Wednesday, August 03, 2011

Formal Shopping

We ran out of milk. I was designated the "milk-getter" since it was my fault we ran out (note: Despite what you may think, milk does not make a good shaving gel).

I burned my hand on the car door (it was 103 degrees outside!). I seared off my fingerprints on the steering wheel (103 degrees!). On the way, I passed an ice cream truck that had melted and some roadkill that had burst into flame (103!).

Queen Spoo would be proud
I finally got to the store. My car was slowly sinking into the puddled asphalt as I went inside (103 degrees!). I had planned to just grab milk and go, but was distracted by the woman in a purple evening gown.

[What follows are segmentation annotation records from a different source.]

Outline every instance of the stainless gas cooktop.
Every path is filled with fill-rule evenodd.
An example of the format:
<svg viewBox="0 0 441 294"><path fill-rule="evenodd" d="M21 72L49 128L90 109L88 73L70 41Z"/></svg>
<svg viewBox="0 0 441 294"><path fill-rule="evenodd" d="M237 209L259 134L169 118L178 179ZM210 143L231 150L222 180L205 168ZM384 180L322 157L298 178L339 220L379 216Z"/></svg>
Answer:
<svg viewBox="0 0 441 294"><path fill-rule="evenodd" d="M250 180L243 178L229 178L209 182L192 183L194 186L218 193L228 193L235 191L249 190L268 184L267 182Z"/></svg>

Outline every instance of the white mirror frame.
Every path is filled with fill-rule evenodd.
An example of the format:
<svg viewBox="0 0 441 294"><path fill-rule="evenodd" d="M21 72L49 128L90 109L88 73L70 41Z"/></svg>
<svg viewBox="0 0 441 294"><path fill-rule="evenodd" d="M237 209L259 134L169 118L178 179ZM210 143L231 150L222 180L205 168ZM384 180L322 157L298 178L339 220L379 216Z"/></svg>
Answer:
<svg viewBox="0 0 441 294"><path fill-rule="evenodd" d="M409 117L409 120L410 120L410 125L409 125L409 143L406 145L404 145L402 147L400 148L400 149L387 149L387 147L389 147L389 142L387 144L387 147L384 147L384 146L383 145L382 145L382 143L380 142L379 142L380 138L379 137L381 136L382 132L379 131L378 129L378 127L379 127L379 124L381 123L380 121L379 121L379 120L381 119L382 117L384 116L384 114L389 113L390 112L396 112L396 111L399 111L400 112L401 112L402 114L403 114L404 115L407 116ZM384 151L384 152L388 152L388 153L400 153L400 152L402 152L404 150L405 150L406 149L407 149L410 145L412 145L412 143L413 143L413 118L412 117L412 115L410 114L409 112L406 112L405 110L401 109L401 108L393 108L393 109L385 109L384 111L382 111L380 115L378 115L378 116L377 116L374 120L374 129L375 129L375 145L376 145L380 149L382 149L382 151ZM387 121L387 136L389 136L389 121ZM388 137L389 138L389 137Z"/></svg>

This woman was dressed like it was a black-tie affair. She was smiling expansively while swaying gently to the store's muzac. She looked like she should be holding a martini and a waltz partner, not a shopping cart and a frozen lasagna.

The guy she was with? Shorts and a t-shirt. Flip-flops vs. Heels. They were quite the pair.

That's the last time I buy ice cream from the Wicked Witch of the West
She nodded in appreciation as I walked by and tipped me 20 bucks. I think she thought I was the valet.

By the time I got home, the milk had already curdled into cottage cheese (103 degrees!).

I guess I'll need to rent a tux and go pick up another gallon.


At 8:41 AM, Anonymous P-Ziddy said...

But in purple... I'm STUNNING!!

At 8:42 AM, Blogger jeff.w.mcclung said...


Well played, 'zid. You win the conversation. By a MILE!